Un aspect central de l’histoire est la liberté sexuelle de la protagoniste et les conséquences sociales qu’elle en subit. Citchens affirme que cette situation ne se limite pas à la Nouvelle-Orléans, mais est une réalité pour toute femme qui revendique son autonomie corporelle. « Une femme qui exige et exerce son autonomie sur son propre corps a toujours été méprisée et crainte », explique-t-elle.
Le titre de l’œuvre, « The City Is a Graveyard », est riche de significations. Citchens explique que la Nouvelle-Orléans, avec ses cimetières hors sol et son histoire palpable, est une ville où le passé et le présent se confondent. « C’est un endroit où vous sentez le passé et le présent en même temps », décrit-elle. Elle évoque l’atmosphère particulière de lieux comme Lafitte’s Blacksmith Shop, où l’on a l’impression que Jean Lafitte pourrait surgir à tout moment.
Le choix de la deuxième personne pour raconter cette histoire est également significatif.

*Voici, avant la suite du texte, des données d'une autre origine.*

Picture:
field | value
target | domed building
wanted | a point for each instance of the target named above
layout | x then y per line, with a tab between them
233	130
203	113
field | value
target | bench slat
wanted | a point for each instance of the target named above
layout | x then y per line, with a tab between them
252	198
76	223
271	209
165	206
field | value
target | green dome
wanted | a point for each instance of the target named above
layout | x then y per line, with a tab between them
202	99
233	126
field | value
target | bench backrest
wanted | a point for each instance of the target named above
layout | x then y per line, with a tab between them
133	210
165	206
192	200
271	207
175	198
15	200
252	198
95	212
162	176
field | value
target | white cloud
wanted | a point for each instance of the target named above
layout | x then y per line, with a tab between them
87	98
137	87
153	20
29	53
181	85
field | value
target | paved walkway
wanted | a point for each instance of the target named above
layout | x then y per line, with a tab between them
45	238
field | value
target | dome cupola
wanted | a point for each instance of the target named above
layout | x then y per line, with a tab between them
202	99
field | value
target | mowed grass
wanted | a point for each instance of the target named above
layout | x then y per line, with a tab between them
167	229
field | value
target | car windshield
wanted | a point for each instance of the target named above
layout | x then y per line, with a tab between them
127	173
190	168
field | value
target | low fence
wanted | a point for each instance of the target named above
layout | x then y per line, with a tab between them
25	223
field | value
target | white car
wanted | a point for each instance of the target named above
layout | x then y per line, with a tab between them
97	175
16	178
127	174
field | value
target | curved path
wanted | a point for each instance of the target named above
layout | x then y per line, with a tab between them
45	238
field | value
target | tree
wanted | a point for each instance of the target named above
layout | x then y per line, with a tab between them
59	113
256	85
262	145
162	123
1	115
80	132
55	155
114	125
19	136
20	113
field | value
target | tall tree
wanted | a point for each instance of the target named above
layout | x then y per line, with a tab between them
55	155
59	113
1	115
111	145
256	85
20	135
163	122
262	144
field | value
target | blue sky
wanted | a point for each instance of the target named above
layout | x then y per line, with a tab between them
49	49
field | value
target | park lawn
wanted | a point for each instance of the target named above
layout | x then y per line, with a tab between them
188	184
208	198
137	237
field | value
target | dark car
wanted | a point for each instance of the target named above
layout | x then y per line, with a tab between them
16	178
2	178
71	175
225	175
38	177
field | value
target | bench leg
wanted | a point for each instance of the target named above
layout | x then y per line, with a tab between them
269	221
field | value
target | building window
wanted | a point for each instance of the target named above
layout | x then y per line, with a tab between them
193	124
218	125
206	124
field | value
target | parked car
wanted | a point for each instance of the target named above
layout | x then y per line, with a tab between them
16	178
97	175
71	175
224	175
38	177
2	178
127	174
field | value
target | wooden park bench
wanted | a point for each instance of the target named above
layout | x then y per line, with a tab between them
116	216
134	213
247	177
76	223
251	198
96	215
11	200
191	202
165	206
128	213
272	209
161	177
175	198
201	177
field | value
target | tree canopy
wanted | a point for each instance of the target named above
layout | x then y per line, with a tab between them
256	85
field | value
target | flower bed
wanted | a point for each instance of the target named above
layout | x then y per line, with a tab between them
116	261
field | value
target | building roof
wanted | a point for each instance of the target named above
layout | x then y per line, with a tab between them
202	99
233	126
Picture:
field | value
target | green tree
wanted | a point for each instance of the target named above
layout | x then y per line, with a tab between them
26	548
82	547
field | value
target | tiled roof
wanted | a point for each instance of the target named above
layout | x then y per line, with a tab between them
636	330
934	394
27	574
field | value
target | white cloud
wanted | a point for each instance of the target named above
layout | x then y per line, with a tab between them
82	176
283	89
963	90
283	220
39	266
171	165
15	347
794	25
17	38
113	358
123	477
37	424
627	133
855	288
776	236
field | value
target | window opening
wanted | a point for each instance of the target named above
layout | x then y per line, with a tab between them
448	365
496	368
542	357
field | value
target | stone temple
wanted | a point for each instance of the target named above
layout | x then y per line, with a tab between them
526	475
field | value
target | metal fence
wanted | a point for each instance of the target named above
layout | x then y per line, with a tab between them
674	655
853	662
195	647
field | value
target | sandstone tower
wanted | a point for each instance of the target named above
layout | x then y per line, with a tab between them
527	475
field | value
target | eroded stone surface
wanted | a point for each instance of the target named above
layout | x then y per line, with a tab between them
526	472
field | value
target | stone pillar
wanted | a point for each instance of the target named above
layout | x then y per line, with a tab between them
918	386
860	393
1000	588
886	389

Citchens, qui n’avait jamais utilisé ce point de vue auparavant, voulait défier ses propres limites et forcer le lecteur à s’identifier à la protagoniste, qu’il l’apprécie ou non. « Je voulais que les lecteurs soient incapables de détourner le regard », conclut-elle.
L’œuvre de Citchens, ancrée dans le paysage unique de la Nouvelle-Orléans, offre une réflexion poignante sur la culpabilité, le désir et la complexité de l’expérience féminine. Elle rappelle que, comme la ville elle-même, nous sommes tous hantés par les fantômes de notre passé.